«Sono un anticonsumista senza rimorsi»

Caro direttore
leggo volentieri (come sempre) l'articolo di Franco Battaglia su Il Giornale di oggi. Sommariamente vedo che ci troviamo d'accordo su sviluppo sostenibile ed efficienza energetica e dissentiamo sul nucleare (del quale peraltro non parlo nell'articolo citato de La Stampa). Aggiungo che ho sostenuto più volte che nessuna crescita è sostenibile su un pianeta dalle risorse finite, dunque mi spiace che questo non risulti chiaro. Per quello che concerne la conservazione dell'energia mi pareva chiaro si intendesse energia utile per gli uomini, non energia degradata difficilmente utilizzabile. Ma questo farebbe parte del normale dibattito fra ricercatori ed esperti (io sono Primo Ricercatore del Cnr come Battaglia è Professore universitario) e si possono coltivare opinioni diverse.
Quello che non trovo gradevole è, invece, mettere in pubblico affari personali, come una cena casualmente condivisa, peraltro da lontano, soprattutto quando si affermano cose non vere; o sintetizzare quanto scritto in modo strumentale. Infatti, come può testimoniare chiunque mi conosca, sono praticamente astemio, dunque non bevo «liquidi scuri», neanche fossero Coca Cola, che non posso ingerire per via della gastrite e che, peraltro, non mi piace neppure. Se mio padre quella sera beveva vino (francamente non lo ricordo), non significa che lo bevessi pure io. Scelgo peraltro quella trattoria perché lì fanno lievitare la pizza naturalmente per tre giorni e così risulta più digeribile; quella sera poi non ho quasi mangiato perché comunque mangio poco a cena per le stesse ragioni. Inoltre sono vegetariano e dunque parco per scelta.

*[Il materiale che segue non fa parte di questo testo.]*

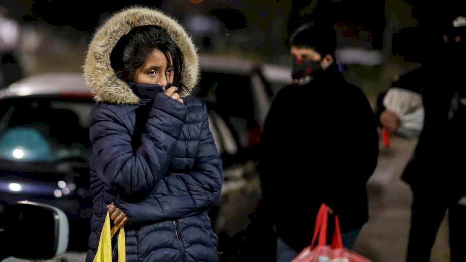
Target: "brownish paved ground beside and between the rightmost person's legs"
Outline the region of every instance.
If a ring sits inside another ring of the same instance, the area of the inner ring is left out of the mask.
[[[376,171],[367,183],[370,219],[354,248],[373,262],[404,261],[412,195],[400,176],[415,145],[416,140],[398,137],[392,138],[389,149],[381,144]],[[448,227],[444,220],[437,234],[431,262],[448,261]]]

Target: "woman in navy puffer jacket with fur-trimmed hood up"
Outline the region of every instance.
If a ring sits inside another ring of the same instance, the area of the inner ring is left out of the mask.
[[[128,222],[126,261],[219,261],[207,210],[220,197],[222,163],[205,105],[190,96],[199,71],[191,39],[160,11],[126,9],[95,34],[84,66],[97,100],[86,262],[109,204],[120,211],[115,224]]]

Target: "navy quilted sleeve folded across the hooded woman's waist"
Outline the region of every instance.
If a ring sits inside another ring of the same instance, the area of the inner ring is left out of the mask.
[[[200,142],[193,169],[183,174],[167,174],[144,201],[116,202],[130,223],[156,222],[200,213],[212,206],[222,189],[222,160],[209,128],[203,104]],[[151,205],[151,208],[147,208]]]

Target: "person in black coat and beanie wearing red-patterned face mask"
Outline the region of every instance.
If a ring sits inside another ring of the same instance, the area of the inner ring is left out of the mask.
[[[366,182],[379,152],[369,102],[335,63],[333,27],[305,24],[290,46],[294,84],[272,102],[259,162],[279,262],[291,261],[311,244],[322,203],[338,215],[344,245],[353,246],[368,221]]]

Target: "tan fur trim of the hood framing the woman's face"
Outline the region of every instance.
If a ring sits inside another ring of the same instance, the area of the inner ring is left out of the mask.
[[[128,84],[115,77],[115,70],[110,66],[110,54],[118,40],[134,27],[159,26],[175,41],[181,49],[184,59],[182,82],[188,91],[182,91],[186,97],[199,81],[199,57],[197,49],[183,27],[170,16],[159,10],[146,7],[132,7],[116,13],[94,35],[84,64],[86,84],[97,101],[118,104],[137,104],[140,100]]]

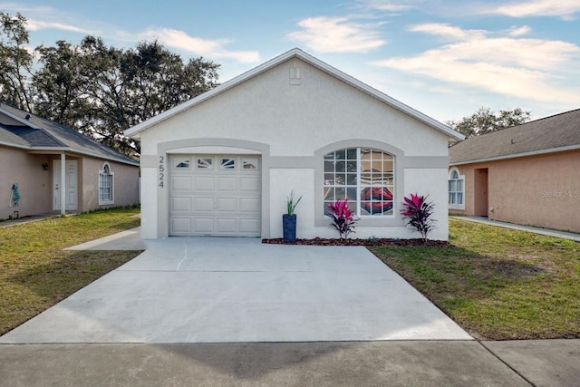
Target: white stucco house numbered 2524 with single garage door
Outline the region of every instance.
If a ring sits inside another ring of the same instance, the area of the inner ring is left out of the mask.
[[[448,141],[463,136],[293,49],[125,131],[141,143],[141,233],[338,237],[327,205],[348,198],[353,237],[420,237],[403,196],[435,202],[433,239],[448,238]]]

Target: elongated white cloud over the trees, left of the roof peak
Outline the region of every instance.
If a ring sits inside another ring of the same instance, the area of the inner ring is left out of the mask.
[[[224,48],[231,43],[227,39],[208,40],[195,36],[189,36],[183,31],[171,28],[149,29],[140,34],[140,38],[145,40],[157,39],[161,44],[189,53],[196,53],[216,59],[233,59],[240,63],[256,63],[260,60],[260,55],[256,51],[228,51]]]

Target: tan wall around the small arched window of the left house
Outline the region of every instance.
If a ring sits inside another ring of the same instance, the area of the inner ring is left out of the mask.
[[[114,203],[99,206],[99,170],[105,160],[84,158],[82,160],[82,211],[95,208],[124,207],[139,203],[139,168],[114,161],[106,161],[114,174]],[[81,184],[81,182],[79,182]]]

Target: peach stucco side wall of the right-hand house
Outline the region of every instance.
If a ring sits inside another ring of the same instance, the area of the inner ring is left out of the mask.
[[[488,169],[488,217],[580,232],[580,150],[459,165],[465,175],[465,211],[474,215],[477,169]]]

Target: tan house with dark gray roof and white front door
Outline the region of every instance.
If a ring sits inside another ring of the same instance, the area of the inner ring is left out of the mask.
[[[139,202],[138,162],[5,103],[0,103],[0,165],[0,219]]]

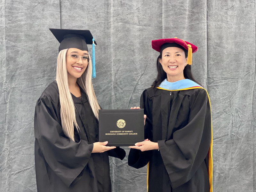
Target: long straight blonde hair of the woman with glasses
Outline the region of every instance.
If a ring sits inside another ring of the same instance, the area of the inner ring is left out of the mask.
[[[63,132],[71,140],[74,139],[74,126],[78,130],[78,124],[76,123],[75,105],[72,99],[71,93],[68,88],[68,72],[66,64],[66,54],[68,49],[61,50],[57,59],[57,73],[56,81],[60,94],[60,118]],[[90,55],[89,55],[90,57]],[[87,68],[80,78],[77,79],[77,83],[86,92],[92,111],[97,119],[99,119],[100,105],[96,99],[93,86],[92,86],[92,62],[91,59]]]

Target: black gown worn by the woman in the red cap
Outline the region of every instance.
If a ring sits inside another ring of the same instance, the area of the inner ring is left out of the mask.
[[[140,107],[147,115],[145,139],[159,150],[131,149],[128,164],[148,164],[148,192],[209,192],[208,151],[211,109],[204,89],[167,91],[148,88]]]

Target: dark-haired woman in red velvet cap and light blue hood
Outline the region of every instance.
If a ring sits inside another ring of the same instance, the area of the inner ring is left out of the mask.
[[[178,38],[152,41],[157,78],[143,91],[145,141],[128,164],[148,164],[148,192],[212,192],[212,120],[208,93],[191,73],[197,47]]]

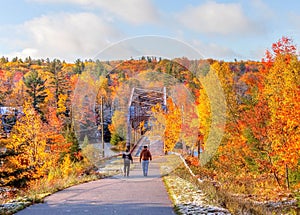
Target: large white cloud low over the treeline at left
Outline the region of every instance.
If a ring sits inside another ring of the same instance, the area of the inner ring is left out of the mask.
[[[60,13],[34,18],[15,26],[26,36],[14,56],[60,58],[74,61],[93,58],[98,51],[120,38],[110,23],[92,13]],[[17,30],[16,30],[17,31]]]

La sintesi riportata tra virgolette («... cibi liofilizzati ...») manca di una parte fondamentale, quella che mi riferivo agli astronauti, come a dire che noi uomini siamo capaci di essere più parchi, ma solo per andare su Marte. Chiunque è libero di criticare pubblicamente i miei articoli, ma non di affermare falsità: sostenere che io bevessi e mangiassi a quattro palmenti, come a dire che non sarei un esempio coerente dal punto di vista ambientale, è semplicemente falso, visti i motivi che ho esposto. Inoltre io non uso automobile, ho uno scooter a 4 tempi, uso il car sharing e i mezzi pubblici, ho una caldaia a condensazione, doppi vetri, lampadine ed elettrodomestici a basso consumo, tengo moderato il termostato, non uso condizionatori e cerco di essere disciplinato nei consumi. So che questo non servirà a granché, ma la mia coerenza è fuori discussione e metterla in dubbio è operazione strumentale che non rende onore a chi lo sostiene e non fa progredire il dibattito.